BRV is often $1.00 with MF's and is now Marriott quality, with the upgrades to the older units.  I got one of my SBP for $1.00, lockoff, because I reimbursed MF's for this year.  The deposits for this year don't lose trade value, as long as deposited by 12/31.


----------



## siesta (Sep 9, 2010)

I believe my SDO can trade into four seasons. And I got that for $160 plus free closing, so I basically got it for a $1 cause I count the 160 as closing


----------



## rickandcindy23 (Sep 9, 2010)

siesta said:


> I believe my SDO can trade into four seasons. And I got that for $160 plus free closing, so I basically got it for a $1 cause I count the 160 as closing



Yes, SDO will definitely get FSA.  I know that for a fact, because I use an SDO to search sometimes.  That's quite a bargain on SDO.  I paid LOTS more than that.  I think I paid about $1,200 for a 2 bed EOY, one season.


----------



## dmbrand (Sep 9, 2010)

My red Wi Dells unit can "see" Aviara units during flexchange, if that counts.  It was a $1 ebay purchase.


----------



## jerseygirl (Sep 10, 2010)

SBP (Sheraton Broadway Plantation) and SVR (Sheraton Vistana Resort) can see both Four Seasons resorts (and can be picked up for $1 on ebay).


----------



## Rent_Share (Sep 10, 2010)

dmbrand said:


> My red Wi Dells unit can "see" Aviara units during flexchange, if that counts. It was a $1 ebay purchase.


 

In theory can't almost anything see everything in flexchange ?


----------



## jerseygirl (Sep 10, 2010)

Rent_Share said:


> In theory can't almost anything see everything in flexchange ?

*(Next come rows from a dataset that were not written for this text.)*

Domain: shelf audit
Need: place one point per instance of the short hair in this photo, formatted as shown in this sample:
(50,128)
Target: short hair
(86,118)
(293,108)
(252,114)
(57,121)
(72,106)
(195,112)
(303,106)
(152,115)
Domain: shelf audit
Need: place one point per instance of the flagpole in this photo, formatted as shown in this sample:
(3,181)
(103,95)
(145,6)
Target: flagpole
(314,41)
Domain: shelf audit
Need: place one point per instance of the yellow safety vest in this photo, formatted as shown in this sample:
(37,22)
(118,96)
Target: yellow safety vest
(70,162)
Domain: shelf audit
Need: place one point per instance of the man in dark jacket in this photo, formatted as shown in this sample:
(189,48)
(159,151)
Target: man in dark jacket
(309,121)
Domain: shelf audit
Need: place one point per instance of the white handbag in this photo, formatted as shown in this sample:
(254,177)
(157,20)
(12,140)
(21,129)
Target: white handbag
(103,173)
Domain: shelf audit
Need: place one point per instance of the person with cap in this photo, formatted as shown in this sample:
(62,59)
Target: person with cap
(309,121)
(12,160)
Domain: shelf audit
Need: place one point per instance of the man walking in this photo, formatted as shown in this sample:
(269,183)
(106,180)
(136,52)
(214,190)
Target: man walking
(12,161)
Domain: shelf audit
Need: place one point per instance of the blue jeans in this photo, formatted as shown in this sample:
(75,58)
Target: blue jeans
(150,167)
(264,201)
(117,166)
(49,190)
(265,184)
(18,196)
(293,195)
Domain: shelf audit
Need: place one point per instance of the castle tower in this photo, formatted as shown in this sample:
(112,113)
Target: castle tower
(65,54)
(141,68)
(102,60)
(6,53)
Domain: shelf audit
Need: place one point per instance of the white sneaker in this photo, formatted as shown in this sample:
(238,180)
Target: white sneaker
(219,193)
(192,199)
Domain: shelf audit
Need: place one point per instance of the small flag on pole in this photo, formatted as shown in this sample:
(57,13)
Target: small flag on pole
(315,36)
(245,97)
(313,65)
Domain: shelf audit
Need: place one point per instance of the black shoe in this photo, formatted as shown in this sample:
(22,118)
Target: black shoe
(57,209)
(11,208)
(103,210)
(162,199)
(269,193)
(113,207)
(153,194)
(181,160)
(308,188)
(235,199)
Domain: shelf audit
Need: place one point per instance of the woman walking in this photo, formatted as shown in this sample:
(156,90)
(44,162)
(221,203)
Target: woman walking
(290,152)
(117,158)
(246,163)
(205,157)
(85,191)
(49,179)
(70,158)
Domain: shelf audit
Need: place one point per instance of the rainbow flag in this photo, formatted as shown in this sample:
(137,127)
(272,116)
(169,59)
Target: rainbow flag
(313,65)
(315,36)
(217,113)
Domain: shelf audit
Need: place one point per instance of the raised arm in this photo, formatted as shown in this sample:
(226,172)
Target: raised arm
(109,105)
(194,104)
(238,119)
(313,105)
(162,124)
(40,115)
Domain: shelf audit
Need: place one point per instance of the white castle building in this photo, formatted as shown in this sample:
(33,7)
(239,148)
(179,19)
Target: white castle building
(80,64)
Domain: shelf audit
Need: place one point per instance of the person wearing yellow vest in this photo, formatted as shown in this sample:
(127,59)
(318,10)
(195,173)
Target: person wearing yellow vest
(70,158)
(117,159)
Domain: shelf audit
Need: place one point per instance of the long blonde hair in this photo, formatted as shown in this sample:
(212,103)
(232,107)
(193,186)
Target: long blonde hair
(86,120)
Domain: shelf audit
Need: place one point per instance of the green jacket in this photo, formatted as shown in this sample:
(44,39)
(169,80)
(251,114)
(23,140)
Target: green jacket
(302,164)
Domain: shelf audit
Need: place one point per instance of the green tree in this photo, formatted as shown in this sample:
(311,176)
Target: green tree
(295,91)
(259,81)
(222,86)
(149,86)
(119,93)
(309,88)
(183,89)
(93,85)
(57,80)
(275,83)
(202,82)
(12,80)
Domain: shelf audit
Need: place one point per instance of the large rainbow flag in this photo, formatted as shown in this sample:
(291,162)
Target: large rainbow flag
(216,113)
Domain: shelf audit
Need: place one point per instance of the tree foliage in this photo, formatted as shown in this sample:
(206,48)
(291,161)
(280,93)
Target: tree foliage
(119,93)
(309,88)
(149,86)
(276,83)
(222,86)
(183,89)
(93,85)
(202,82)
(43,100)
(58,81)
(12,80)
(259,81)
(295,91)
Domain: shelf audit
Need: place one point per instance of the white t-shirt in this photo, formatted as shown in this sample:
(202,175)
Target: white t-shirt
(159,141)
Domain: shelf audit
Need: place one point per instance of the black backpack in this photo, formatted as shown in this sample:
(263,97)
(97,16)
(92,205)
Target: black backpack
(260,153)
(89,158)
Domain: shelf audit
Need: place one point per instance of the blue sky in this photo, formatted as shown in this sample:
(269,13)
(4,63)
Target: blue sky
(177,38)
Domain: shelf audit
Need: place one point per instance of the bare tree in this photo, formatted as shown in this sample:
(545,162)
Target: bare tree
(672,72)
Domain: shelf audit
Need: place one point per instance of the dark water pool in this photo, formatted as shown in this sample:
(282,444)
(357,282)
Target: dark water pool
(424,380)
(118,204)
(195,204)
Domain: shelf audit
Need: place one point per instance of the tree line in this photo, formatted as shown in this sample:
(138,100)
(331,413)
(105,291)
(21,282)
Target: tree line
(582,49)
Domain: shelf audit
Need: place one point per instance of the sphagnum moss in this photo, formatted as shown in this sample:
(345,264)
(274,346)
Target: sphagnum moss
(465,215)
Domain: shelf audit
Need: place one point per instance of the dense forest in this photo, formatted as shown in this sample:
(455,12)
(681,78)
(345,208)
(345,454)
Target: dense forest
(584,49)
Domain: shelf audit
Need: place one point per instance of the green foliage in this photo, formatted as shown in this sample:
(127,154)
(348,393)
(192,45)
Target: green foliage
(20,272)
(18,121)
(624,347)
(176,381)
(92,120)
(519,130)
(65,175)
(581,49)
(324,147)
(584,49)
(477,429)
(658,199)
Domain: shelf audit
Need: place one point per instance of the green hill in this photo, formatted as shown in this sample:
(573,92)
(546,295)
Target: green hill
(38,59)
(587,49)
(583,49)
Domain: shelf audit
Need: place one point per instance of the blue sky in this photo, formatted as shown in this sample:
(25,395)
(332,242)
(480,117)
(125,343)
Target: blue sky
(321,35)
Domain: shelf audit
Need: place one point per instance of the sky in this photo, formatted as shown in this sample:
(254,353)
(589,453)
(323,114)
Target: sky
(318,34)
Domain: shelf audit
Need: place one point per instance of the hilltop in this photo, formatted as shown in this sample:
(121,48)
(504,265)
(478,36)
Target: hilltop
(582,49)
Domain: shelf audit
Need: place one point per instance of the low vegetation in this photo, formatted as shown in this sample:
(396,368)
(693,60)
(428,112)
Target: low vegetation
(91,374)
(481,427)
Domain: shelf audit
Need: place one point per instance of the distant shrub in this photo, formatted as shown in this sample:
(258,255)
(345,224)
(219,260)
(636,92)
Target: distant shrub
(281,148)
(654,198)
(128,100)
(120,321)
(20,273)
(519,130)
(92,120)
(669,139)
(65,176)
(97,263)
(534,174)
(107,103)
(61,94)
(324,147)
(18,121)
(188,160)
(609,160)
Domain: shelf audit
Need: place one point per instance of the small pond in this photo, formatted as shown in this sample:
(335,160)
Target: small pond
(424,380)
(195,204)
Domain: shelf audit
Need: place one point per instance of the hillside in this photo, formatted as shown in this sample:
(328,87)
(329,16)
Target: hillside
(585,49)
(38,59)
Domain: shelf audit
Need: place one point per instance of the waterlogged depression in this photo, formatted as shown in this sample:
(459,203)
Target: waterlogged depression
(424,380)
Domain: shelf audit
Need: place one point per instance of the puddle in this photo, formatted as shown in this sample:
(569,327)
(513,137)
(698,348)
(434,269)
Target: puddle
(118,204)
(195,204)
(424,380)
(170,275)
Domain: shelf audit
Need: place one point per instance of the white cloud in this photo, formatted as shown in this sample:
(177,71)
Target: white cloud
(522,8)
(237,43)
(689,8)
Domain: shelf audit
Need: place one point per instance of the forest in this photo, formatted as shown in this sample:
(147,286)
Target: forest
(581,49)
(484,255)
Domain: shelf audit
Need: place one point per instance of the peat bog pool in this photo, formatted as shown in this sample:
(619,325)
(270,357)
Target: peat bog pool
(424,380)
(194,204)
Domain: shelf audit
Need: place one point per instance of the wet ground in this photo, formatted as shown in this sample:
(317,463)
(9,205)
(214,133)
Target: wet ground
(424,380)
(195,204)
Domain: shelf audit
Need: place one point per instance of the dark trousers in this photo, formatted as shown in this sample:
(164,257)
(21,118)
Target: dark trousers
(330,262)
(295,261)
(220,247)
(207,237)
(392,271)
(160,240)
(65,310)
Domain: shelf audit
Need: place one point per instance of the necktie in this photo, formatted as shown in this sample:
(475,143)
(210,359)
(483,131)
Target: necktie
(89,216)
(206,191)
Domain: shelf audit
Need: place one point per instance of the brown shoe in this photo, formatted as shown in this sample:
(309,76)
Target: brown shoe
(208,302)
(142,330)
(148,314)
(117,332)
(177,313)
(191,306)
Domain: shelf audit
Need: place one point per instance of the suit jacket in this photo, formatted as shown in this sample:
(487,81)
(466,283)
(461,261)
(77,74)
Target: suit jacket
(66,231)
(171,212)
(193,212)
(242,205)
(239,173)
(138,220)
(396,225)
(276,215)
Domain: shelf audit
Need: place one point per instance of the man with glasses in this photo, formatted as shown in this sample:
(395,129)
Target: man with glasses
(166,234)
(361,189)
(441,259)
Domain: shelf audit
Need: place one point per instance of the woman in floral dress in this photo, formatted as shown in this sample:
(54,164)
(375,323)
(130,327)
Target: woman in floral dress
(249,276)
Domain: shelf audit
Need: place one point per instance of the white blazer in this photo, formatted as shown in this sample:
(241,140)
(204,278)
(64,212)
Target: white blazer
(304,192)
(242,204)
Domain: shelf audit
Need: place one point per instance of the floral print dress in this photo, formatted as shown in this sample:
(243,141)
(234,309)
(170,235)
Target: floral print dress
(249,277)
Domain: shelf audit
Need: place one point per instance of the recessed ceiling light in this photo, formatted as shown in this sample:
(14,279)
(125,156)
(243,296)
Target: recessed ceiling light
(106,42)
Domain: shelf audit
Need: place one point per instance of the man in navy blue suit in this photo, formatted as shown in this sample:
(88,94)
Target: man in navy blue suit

No ... quality filters still apply.  A low-quality timeshare will not see a Four Seasons (or other high quality timeshare) even in flexchange, and vice versa.

Edited to add:   Flexchange will get you past trade power issues (e.g., crappy week), but you can't get around the quality side of things.


----------



## dmbrand (Sep 10, 2010)

Steve,
Another way to look at it might be to see which low-maintenance-fee units can see the Aviara units, regardless if they are $1 or not. Some $1 units have relatively high fees.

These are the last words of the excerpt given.